Octave TTS, the first text-to-speech system built on LLM intelligence. Unlike conventional TTS that merely “reads” words, Octave is a “speech-language model” that understands what words mean in context, unlocking a new level of expressiveness and nuance.

At Octave’s core it is a state-of-the-art large language model (LLM) that Hume AI trained to understand and synthesize speech. This speech-language model can predict the tune, rhythm and timbre of speech, knowing when to whisper secrets, shout triumphantly, or calmly explain a fact. This combined approach lets Octave interpret plot twists, emotional cues, and character traits within a script or prompt, then transform that understanding into lifelike speech.

You retain full ownership of any audio content you generate using Octave. For complete details on ownership rights, please see Hume’s Terms of Use.

Features

Key capabilities Context-aware expression

Because Octave’s LLM recognizes nuanced meanings, it adapts pitch, tempo, and emphasis to match each word’s emotional intent.

Design any voice you can imagine

From describing a “patient, empathetic counselor” to requesting a “dramatic medieval knight,” Octave instantly creates a fitting voice. See Prompting.

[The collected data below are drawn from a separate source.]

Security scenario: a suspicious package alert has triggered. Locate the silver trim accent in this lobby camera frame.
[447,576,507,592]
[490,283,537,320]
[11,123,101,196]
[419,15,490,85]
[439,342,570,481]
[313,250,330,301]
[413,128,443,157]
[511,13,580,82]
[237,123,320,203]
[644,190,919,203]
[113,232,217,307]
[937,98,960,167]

Nuanced expression control

Want a sentence spoken in a particular way with the right emphasis? Octave can emulate any emotions or styles you describe from “righteous indignation” to “hurried whispering.” See Acting Instructions.

Long-form versatility

Perfect for audiobooks, podcasts, or voiceover work, Octave preserves emotional consistency across chapters or scene changes—even when characters shift from joy to despair.

Developer tools REST API

A RESTful API that enables text-to-speech (TTS) integration with Octave. Use this API to synthesize speech, customize voice parameters, and create and store reusable voice profiles.

Python SDK

A wrapper for Octave’s TTS services that simplifies voice synthesis in Python applications.

TypeScript SDK

A strongly-typed library that streamlines Octave TTS integration in TypeScript and JavaScript applications.

CLI

A command-line tool that allows direct interaction with Octave’s TTS API, ideal for testing, automation, and rapid prototyping.

Open source examples

Example projects to serve as reference code to jump-start your development.

Quickstart

Accelerate your project setup with our comprehensive quickstart guides, designed to integrate Octave TTS into your TypeScript or Python applications. Each guide walks you through API integration and demonstrates text-to-speech synthesis, helping you get up and running quickly.

Using the Text-to-Speech API

Use the Octave TTS API to generate expressive, human-like speech from text. Optionally include voice prompts or acting instructions to control how the speech is delivered, and receive synthesized audio in your chosen format. The API supports synchronous and streaming response types:

  1. Synchronous responses: Receive the complete audio result in a single HTTP response.
  2. Streaming responses: Receive audio in real-time chunks as it’s generated.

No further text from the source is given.